From Drawing System to Apparatus
- Jerome Tryon

- 6 days ago
- 1 min read

Perspective, orthographic, and axonometric drawing systems can be understood as frameworks that organize the pictorial space of a drawing. Historically, these frameworks have been materialized as physical apparatuses used as a means to illustrate projective drawing systems, e.g. Albrecht Dürer's woodcut of The Draughtsman of the Lute. In this example, the woodcut simultaneously illustrates and establishes the authority of the drawing method, as the illustration of one point perspective is drawn within a one point perspective.
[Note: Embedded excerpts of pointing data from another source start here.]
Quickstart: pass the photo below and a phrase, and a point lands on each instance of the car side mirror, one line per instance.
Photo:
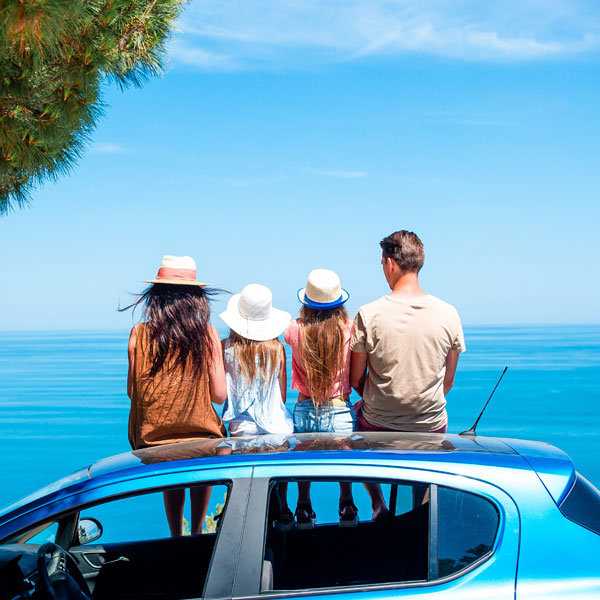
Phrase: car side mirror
(88, 530)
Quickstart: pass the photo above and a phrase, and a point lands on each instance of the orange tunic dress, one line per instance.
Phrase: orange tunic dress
(171, 406)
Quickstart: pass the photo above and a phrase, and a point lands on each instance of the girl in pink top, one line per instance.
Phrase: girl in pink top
(320, 341)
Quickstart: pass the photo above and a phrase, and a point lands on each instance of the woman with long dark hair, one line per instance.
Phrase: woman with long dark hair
(175, 374)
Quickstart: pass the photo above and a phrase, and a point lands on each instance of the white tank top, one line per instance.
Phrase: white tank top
(259, 402)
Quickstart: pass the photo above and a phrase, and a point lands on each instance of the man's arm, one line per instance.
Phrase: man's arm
(358, 371)
(451, 362)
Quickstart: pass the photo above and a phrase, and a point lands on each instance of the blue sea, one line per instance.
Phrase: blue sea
(64, 405)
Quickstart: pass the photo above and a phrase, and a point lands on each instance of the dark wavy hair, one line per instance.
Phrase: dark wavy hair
(177, 324)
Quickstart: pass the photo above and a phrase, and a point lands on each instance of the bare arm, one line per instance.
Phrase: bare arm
(283, 375)
(451, 362)
(358, 371)
(131, 356)
(216, 370)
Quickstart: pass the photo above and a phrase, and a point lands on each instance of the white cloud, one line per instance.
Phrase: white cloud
(236, 34)
(336, 173)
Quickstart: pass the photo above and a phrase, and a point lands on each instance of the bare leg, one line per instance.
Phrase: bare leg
(200, 497)
(420, 495)
(378, 504)
(304, 493)
(348, 512)
(282, 489)
(304, 513)
(174, 501)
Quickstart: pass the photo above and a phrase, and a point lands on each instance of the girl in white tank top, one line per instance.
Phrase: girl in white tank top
(255, 367)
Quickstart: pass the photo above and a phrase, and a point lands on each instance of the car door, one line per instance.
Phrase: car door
(156, 565)
(457, 537)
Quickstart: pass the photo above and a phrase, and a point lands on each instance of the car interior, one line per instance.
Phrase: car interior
(328, 555)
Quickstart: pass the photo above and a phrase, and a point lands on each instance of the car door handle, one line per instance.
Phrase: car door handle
(103, 562)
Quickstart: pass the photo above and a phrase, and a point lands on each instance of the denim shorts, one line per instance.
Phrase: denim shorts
(341, 419)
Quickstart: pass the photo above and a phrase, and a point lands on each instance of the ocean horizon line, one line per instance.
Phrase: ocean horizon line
(472, 326)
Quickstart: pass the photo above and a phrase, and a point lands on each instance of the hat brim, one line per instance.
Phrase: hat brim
(258, 331)
(177, 282)
(322, 305)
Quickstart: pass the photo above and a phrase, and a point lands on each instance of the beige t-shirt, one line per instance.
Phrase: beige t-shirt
(407, 342)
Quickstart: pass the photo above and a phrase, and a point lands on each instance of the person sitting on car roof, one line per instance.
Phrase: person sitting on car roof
(405, 349)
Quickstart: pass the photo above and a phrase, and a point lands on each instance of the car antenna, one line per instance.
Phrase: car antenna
(472, 430)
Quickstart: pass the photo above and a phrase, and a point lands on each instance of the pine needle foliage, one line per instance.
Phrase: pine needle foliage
(55, 56)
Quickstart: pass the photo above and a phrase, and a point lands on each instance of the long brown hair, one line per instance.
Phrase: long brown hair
(177, 325)
(322, 349)
(245, 352)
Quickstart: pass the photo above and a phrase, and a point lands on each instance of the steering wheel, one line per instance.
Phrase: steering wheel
(59, 578)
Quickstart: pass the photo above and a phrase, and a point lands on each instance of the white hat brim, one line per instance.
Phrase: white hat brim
(177, 282)
(312, 304)
(259, 331)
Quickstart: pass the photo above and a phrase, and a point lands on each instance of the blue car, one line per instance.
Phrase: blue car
(470, 517)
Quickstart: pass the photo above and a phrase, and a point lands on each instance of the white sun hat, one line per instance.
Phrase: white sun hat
(323, 290)
(177, 270)
(251, 314)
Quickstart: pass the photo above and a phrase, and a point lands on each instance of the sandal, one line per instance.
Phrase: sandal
(286, 519)
(348, 518)
(305, 516)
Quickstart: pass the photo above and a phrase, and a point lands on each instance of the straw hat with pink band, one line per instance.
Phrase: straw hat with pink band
(177, 270)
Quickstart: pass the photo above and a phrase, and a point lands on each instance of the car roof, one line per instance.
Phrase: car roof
(553, 466)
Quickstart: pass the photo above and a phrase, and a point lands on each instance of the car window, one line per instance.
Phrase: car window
(467, 528)
(433, 532)
(582, 504)
(143, 517)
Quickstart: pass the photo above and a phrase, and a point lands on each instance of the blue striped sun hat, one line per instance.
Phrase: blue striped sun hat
(323, 290)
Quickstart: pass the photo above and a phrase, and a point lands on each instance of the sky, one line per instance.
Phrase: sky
(291, 135)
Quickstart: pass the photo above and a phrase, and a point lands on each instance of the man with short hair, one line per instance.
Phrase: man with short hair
(405, 349)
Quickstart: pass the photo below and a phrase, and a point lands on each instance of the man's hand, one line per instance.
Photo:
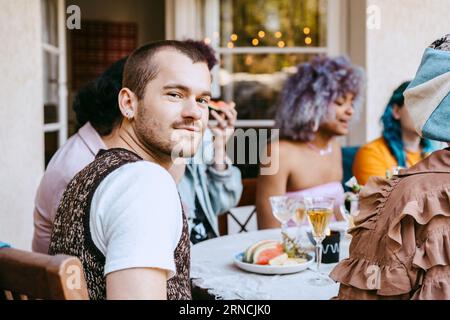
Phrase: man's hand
(222, 132)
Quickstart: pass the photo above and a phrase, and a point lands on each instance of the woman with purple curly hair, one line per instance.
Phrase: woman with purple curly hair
(317, 105)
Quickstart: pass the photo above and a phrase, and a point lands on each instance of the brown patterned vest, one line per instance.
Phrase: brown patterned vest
(71, 233)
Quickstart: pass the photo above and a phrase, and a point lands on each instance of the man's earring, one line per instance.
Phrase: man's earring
(129, 114)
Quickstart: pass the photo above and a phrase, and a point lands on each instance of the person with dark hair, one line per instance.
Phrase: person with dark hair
(98, 117)
(206, 189)
(121, 215)
(317, 105)
(399, 146)
(400, 244)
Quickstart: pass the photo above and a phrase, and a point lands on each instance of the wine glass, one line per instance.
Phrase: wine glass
(299, 214)
(319, 210)
(281, 210)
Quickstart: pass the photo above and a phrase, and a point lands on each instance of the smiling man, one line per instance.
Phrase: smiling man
(121, 215)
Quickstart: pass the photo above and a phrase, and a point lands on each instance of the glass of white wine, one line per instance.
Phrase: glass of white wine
(319, 211)
(299, 215)
(281, 210)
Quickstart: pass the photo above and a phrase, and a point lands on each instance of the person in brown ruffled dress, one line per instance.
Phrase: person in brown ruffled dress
(401, 242)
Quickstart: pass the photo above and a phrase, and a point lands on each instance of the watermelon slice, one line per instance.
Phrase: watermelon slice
(248, 255)
(266, 252)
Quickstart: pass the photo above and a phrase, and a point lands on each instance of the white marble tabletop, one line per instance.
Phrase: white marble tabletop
(212, 268)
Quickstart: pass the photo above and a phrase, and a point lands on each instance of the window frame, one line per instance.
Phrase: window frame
(177, 28)
(59, 51)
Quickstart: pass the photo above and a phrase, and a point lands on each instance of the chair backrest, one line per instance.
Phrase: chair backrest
(28, 275)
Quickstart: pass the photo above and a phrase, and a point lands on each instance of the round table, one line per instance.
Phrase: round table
(213, 271)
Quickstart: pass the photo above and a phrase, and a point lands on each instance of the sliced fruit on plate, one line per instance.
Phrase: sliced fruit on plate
(248, 255)
(266, 252)
(280, 260)
(293, 261)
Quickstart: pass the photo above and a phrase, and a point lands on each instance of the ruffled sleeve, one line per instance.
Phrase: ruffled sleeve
(372, 200)
(363, 271)
(407, 258)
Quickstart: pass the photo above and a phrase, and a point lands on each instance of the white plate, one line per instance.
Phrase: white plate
(267, 269)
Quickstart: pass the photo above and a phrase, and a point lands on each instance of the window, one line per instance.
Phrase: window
(259, 43)
(55, 75)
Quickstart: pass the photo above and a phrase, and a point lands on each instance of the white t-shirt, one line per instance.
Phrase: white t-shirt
(136, 218)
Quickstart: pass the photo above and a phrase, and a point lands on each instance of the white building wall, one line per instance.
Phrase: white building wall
(21, 112)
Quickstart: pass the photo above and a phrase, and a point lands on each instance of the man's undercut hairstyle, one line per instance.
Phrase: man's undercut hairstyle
(141, 68)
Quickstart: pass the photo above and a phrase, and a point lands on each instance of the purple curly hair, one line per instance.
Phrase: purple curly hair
(308, 94)
(206, 50)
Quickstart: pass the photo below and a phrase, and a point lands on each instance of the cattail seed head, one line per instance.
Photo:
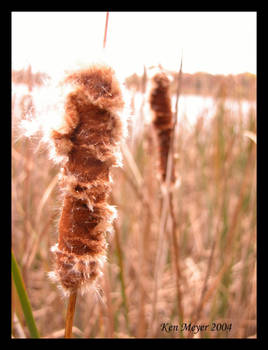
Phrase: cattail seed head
(89, 138)
(160, 103)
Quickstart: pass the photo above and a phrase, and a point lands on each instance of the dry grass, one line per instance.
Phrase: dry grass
(215, 211)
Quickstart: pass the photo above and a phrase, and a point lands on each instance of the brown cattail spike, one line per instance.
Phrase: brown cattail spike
(160, 102)
(90, 139)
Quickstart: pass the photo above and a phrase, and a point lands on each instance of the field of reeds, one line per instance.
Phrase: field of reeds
(167, 271)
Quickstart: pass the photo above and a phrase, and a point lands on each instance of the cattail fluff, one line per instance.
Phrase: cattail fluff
(160, 104)
(89, 141)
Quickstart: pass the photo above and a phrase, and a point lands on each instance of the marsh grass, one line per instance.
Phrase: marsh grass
(215, 211)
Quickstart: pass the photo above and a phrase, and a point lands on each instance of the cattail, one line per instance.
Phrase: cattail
(160, 102)
(89, 141)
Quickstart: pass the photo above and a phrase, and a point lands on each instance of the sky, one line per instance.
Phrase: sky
(212, 42)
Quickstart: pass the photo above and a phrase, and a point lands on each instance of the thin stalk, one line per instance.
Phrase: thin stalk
(121, 272)
(70, 315)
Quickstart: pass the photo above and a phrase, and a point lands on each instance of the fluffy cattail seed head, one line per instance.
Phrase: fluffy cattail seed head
(89, 140)
(160, 103)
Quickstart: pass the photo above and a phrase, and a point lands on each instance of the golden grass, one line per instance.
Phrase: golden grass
(215, 212)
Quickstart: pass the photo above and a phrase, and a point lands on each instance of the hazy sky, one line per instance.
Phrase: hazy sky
(214, 42)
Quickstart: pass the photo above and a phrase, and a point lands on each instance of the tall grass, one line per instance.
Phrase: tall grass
(215, 211)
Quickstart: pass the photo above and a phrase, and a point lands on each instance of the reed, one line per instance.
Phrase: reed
(215, 214)
(89, 140)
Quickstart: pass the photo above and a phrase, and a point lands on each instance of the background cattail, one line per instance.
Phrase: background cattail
(160, 103)
(89, 139)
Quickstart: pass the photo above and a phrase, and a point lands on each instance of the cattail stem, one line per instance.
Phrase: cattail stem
(70, 315)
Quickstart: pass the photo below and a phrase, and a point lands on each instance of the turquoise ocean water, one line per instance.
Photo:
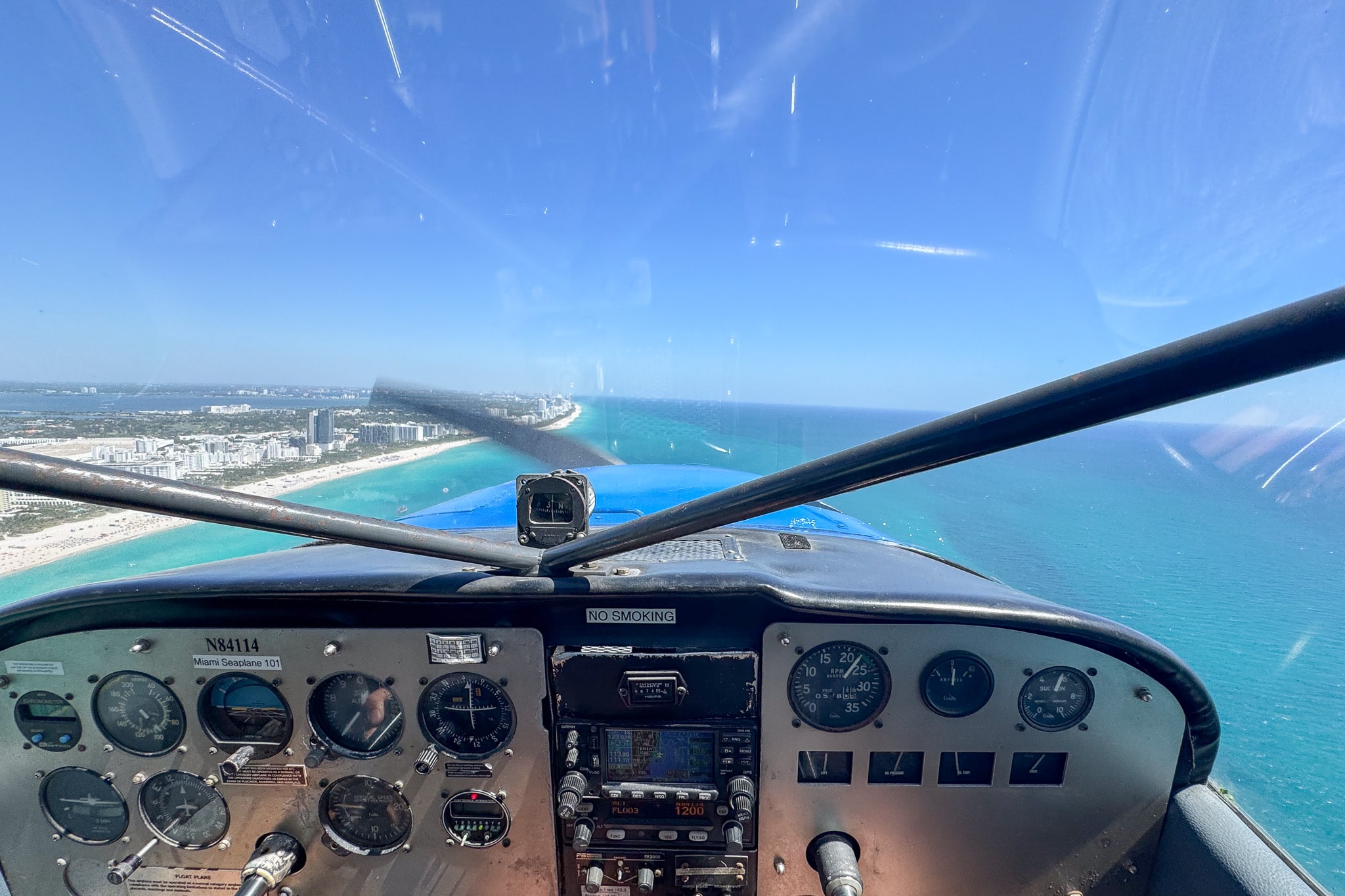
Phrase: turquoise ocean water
(1164, 527)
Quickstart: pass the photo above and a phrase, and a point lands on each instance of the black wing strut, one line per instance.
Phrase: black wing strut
(1283, 340)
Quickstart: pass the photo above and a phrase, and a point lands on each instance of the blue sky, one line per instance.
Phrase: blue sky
(860, 203)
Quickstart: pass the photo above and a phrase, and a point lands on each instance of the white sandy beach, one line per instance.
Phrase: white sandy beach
(33, 550)
(26, 551)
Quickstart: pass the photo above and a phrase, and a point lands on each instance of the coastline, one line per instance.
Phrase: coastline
(38, 548)
(565, 421)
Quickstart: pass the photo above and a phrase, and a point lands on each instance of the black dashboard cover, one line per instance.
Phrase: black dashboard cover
(721, 605)
(704, 684)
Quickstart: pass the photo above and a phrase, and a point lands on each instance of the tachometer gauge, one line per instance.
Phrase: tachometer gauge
(365, 816)
(183, 811)
(355, 715)
(84, 806)
(1056, 699)
(139, 714)
(467, 715)
(238, 708)
(839, 687)
(957, 684)
(475, 819)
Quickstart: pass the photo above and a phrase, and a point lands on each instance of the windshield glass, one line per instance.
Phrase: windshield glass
(740, 236)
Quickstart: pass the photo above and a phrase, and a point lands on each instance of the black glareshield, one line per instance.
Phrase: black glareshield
(553, 508)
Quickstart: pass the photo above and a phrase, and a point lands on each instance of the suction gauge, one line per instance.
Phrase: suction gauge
(1056, 699)
(839, 687)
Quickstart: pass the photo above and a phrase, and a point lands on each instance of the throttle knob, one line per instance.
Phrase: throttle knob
(741, 797)
(835, 857)
(583, 834)
(569, 794)
(734, 836)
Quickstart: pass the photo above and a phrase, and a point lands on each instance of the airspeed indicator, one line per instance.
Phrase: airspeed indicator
(839, 685)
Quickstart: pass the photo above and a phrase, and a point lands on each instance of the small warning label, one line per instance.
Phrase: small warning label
(267, 775)
(34, 668)
(467, 770)
(185, 882)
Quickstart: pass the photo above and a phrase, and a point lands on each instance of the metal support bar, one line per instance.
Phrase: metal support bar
(1283, 340)
(38, 475)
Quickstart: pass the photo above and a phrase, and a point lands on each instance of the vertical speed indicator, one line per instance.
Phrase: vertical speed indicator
(839, 685)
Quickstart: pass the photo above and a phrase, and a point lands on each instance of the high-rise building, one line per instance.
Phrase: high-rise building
(322, 426)
(377, 433)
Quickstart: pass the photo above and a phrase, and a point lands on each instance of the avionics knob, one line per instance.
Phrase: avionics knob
(835, 857)
(734, 836)
(569, 794)
(741, 797)
(427, 761)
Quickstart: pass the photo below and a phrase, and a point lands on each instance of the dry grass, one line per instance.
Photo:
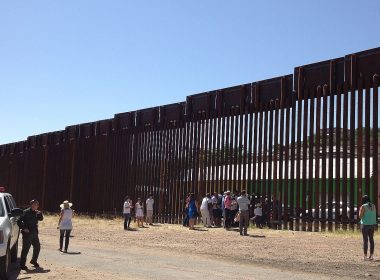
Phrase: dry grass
(335, 254)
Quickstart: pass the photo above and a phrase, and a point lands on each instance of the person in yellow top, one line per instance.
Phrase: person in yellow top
(367, 215)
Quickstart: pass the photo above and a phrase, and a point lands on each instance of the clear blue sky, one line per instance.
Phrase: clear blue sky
(69, 62)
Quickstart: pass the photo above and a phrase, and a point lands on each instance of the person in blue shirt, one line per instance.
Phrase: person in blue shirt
(367, 215)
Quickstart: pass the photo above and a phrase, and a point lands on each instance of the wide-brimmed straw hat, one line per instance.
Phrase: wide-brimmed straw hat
(66, 202)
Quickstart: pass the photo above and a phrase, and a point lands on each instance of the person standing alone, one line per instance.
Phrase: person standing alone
(367, 215)
(127, 212)
(205, 206)
(28, 224)
(65, 224)
(244, 203)
(149, 209)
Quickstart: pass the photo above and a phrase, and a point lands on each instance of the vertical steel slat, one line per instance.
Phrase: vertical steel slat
(324, 157)
(367, 137)
(255, 134)
(287, 147)
(265, 153)
(375, 143)
(231, 152)
(245, 150)
(359, 147)
(222, 152)
(337, 155)
(304, 157)
(270, 148)
(217, 153)
(293, 162)
(311, 180)
(352, 151)
(299, 158)
(260, 149)
(345, 155)
(331, 164)
(276, 200)
(281, 128)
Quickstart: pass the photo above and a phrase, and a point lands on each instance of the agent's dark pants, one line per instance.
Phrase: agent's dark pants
(367, 232)
(64, 233)
(29, 239)
(127, 220)
(244, 222)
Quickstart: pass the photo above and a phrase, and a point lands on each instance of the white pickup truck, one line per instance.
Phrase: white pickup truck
(9, 232)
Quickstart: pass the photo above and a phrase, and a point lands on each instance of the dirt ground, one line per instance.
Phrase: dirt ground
(329, 255)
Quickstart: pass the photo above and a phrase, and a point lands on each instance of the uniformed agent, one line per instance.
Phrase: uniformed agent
(29, 228)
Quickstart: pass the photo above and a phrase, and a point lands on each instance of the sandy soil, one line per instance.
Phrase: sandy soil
(333, 255)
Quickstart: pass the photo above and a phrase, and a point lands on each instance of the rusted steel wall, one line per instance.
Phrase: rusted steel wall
(307, 143)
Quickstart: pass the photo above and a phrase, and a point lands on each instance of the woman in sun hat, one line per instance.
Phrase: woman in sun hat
(65, 224)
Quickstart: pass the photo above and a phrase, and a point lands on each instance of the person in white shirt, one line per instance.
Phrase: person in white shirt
(127, 212)
(206, 203)
(258, 214)
(243, 202)
(139, 211)
(65, 224)
(149, 210)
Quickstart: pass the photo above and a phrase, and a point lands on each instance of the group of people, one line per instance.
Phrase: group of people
(138, 208)
(234, 208)
(231, 208)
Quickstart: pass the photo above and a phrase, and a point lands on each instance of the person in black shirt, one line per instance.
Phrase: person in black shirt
(28, 224)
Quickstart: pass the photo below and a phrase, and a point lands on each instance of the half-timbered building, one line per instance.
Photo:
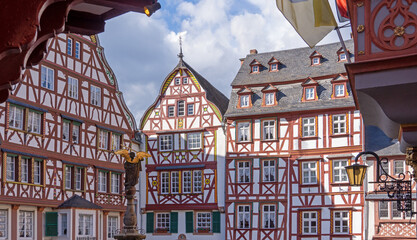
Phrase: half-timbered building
(59, 176)
(292, 127)
(185, 174)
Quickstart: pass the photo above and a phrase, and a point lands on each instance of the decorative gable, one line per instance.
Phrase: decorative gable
(316, 58)
(339, 85)
(309, 90)
(273, 65)
(255, 66)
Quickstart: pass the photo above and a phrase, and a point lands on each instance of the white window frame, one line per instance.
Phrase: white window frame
(309, 172)
(85, 225)
(243, 131)
(164, 182)
(341, 222)
(268, 130)
(244, 101)
(16, 115)
(310, 222)
(166, 143)
(194, 141)
(268, 171)
(243, 172)
(243, 217)
(72, 87)
(47, 78)
(269, 99)
(310, 92)
(26, 224)
(269, 216)
(95, 93)
(339, 171)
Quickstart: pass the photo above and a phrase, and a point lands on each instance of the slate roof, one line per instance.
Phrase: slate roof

The illustration, the apparatus, and the image all corroborate the validity and accuracy of the drawing system so that their correspondence creates a visual “proof”.
In my work, my externalization of system into an apparatus is not an act of systematic proof, but instead is a search: a means to bend familiar drawing systems and mechanically place them in corporeal space for experimentation. These steel and wood frameworks become apparatuses that create conditions of discovery. They are ghosts of the rigid mathematical systems of pictorial space that typically lock drawing systems into place, but by their materialization, they allow for types of systematic experimentation, somewhat unique to each apparatus.
The work is ongoing, but this early photograph remains a touchstone. Although clearly a moment in a messy process, the emergence of the idea that an apparatus can be both a means for drawing system alignment and displacement can be seen in the iterative work present in the image.